Clinical significance of serum levels of 14-3-3β protein in patients with non-small cell lung cancer
摘要
Lung cancer diagnosis still relies on imaging and tissue sampling, which can be invasive and costly. Moreover, anatomic staging alone does not fully capture biological heterogeneity. Therefore, minimally invasive blood biomarkers are needed to support diagnosis and risk stratification. We integrated public transcriptomic data analyses with an independent serum-based enzyme-linked immunosorbent assay (ELISA) validation cohort. Using the Gene Expression Omnibus (GEO) dataset GSE40275, we compared RNA expression of tyrosine 3‑monooxygenase/tryptophan 5‑monooxygenase activation protein β (14‑3‑3β, encoded by the YWHAB gene) between 43 healthy control subjects and patients with distinct lung cancer pathological subtypes, including 11 cases of lung adenocarcinoma (LUAD) and 5 cases of lung squamous cell carcinoma (LUSC).Two additional GEO datasets, GSE29013 (30 LUAD and 25 LUSC patients) and GSE43580 (77 LUAD and 73 LUSC patients), were utilized to validate the differential 14-3-3β RNA expression between LUAD and LUSC subtypes.
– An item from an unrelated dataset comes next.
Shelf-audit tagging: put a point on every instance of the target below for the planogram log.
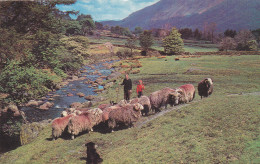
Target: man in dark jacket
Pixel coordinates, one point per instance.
(127, 87)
In the GSE29013 cohort, subgroup analyses were performed stratified by tumor stage, disease progression status, and clinical outcomes; Kaplan–Meier Plotter was applied to assess the associations of 14-3-3β expression with overall survival (OS) and post-progression survival (PPS). For serum-level validation, peripheral blood samples from 15 LUAD patients, 21 LUSC patients, and 32 healthy controls were examined via ELISA, with receiver operating characteristic curve analysis conducted to evaluate its diagnostic performance via calculation of the area under the curve (AUC). 14-3-3β RNA expression was higher in LUAD and LUSC than in controls (both p < 0.0001) and higher in LUSC than in LUAD (P = 0.005), which was confirmed in GSE29013 (P = 0.0140) and GSE43580 (P = 0.0222). In GSE29013, higher 14-3-3β expression was associated with tumor progression (P = 0.0440) and death (P = 0.0091), and predicted shorter OS (HR = 1.21; P = 0.0043) and PPS (HR = 1.55; P = 9.7e-05). Serum 14-3-3β levels were increased in LUAD and LUSC, yielding an AUC of 0.93 with 80.6% sensitivity and 100% specificity at a cutoff of 43.04 ng/mL. Across tissue transcriptomes and serum validation, 14-3-3β is associated with lung cancer presence, histological subtype, and survival outcomes, supporting its potential as a minimally invasive adjunct biomarker for diagnosis and prognostic assessment.